Jé me rendis de suite à l’adressse indiquée; c’était une maison de la plus simple apparence, un atelier la terminait. De chaque côté de la porte pendaient des sonnettes. Je lus sur une plaque: PAUL CÉZANNE. C’était-là. Enfin, vingt années de désir allaient trouver leur satisfaction! Je sonnai prudemment, la porte s’ouvrit d’elle-même, et je me trouvai dans un corridor très gai, par ses vitres montrant un jardin ensoleillé et des murs tapissés de lierre. Un large escalier était devant moi; je commençai à le gravir. J’avais à peine monté quelques marches qu’un vieillard le tourna, se présentant de face à ma vue. Il était couvert d’une ample pèlerine et avait une sorte de carnier à son côté ; sa marche était pénible et lourde, il s’inclinait vers le sol. Quand je fus auprès de lui, je lui demandai, croyant bien qu’il était mon vieux maître, mais incertain de là ressemblance avec le portrait de Pissarro: «M. Paul Cézanne, s’il vous plaît?» Alors il fit un pas en arrière, se campa, tira son chapeau jusqu’à terre, et découvrant un front chauve et un visage de vieux général dit: «Le voilà ! Que lui voulez-vous? »

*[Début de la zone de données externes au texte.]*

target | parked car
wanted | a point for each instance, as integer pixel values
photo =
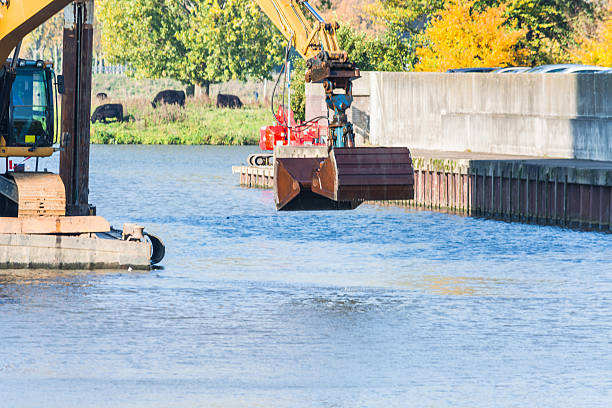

Je lui expliquai le but de ma visite, je lui dis mon admiration longue et ancienne, mon désir de le connaître, les difficultés de sa rencontre, enfin mon arrivée du Caire. Il parut fort surpris de tout cela, puis il conclut:

«Alors vous êtes un confrère?» — Je déclinai ce titre vis-à-vis de l’âge et du talent que j’avais sous les yeux. «Pas de tout cela, me dit-il, vous êtes peintre, n’est-ce pas, donc vous êtes un confrère.» L’accent était plein de douceur quoi que fort décidé ; en outre le méridionalisme de la prononciation faisait sauter bizarrement les syllabes, mettait un peu de risible à cette paternelle bonhomie. M’ayant redemandé mon nom, il s’écria:

«Ah! vous êtes Emile Bernard! C’est vous qui avez écrit sur moi. Vous faites donc des biographies? Mon ami Paul Alexis m’a envoyé cela dans le temps... C’était Signac qui le lui avait passé. Comme je m’étais informé de vous, on m’avait répondu: C’est un homme qui fait des biographies. Mais vous êtes peintre, n’est-ce pas?» C’est ainsi que d’agréables confrères vous font des réputations singulières. Je n’ai rien à dire à cela, quoique Cézanne y perdît de savoir de suite l’unique vérité : que j’étais alors son plus fervent admirateur et son défenseur acharné, — en outre — ce qui l’eût beaucoup plus intéressé, son élève.

Cependant toute cette conversation avait lieu sur l’escalier, et mon vieux maître semblait être en route pour le travail; je lui exprimai mon désir de le voin quelques heures, et je lui demandai la permission de le mener jusque surplace. «J’allais au MOTIF, me dit-il, allons-y ensemble.»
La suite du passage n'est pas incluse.